The second top priority (ball being juggled) is to find out what your IT team is working on right now.

If you don’t have a complete inventory of your IT projects from small to big, then ask your team to work on it. The creation and ongoing management of this portfolio of work is one of the key, ongoing requirements for an IT leader. You simply must know how your people are spending their time and where your budget dollars are going. Portfolio Management is one of the most important things you must focus on because there is always, forever, no matter what, more to do than can be done. Your organization must have a good understanding of what is going on.
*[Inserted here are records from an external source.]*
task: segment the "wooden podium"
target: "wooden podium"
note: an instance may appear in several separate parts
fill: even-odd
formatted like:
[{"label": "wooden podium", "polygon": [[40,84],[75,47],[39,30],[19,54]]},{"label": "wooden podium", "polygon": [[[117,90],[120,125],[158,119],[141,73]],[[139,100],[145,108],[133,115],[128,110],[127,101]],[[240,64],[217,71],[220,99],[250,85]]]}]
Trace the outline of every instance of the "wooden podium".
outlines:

The portfolio should include information about each  project including costs, timelines, risks of not doing and risks of continuing, business purpose, business counterparts and champions. There are countless tools and systems that can be used to track and manage the inventory and there has been countless articles written about this need including earlier ones by me here, here and here.
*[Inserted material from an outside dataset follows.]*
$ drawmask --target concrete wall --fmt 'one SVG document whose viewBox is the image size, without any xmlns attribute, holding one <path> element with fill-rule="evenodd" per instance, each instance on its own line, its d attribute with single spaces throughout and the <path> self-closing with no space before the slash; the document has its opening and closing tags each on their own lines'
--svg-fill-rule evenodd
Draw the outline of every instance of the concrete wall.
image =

With this portfolio, you can begin the assessment of how what you are doing (Portfolio) matches with what you are learning while (Connecting). As you continue the conversations with your counterparts, you can continuously test how well your team is helping the other teams succeed. This is an ongoing process and can start with the first conversations or later ones.

A good understanding of your IT portfolio gives you several advantages. First, it can inspire confidence in you and your team in the eyes of others. If you can always given an accurate picture of what you are doing and why, then it helps your peers feel confident in your work. Second, an accurate inventory helps you have smart conversations with your CFO and your boss. You can discuss trade-offs if necessary, you can explain relative priorities, you can discuss spending needs out into the future, etc.

The portfolio is a key. Build a good one and build a good process to keep it up to date.

3 thoughts on “1B) Portfolio”

  1. Hi Mark,

    Does the IT active project portfolio has to match exactly with what the CIO is learning while connecting with his/her peers? Sometimes the business customers don’t know what they need or are missing out on. Sometimes it is not easy to find non-IT champions for the IT projects because the business customer it too focused in their day to day challenges. They are are looking at IT to just solve the immediate problems.


    1. Saqib,
      No I doubt they would match perfectly. And it would depend on what is included in the portfolio from early ‘ideas’ which might be tracked and listed or might not be listed. I think the point is to have a basis for the conversation and then iterate.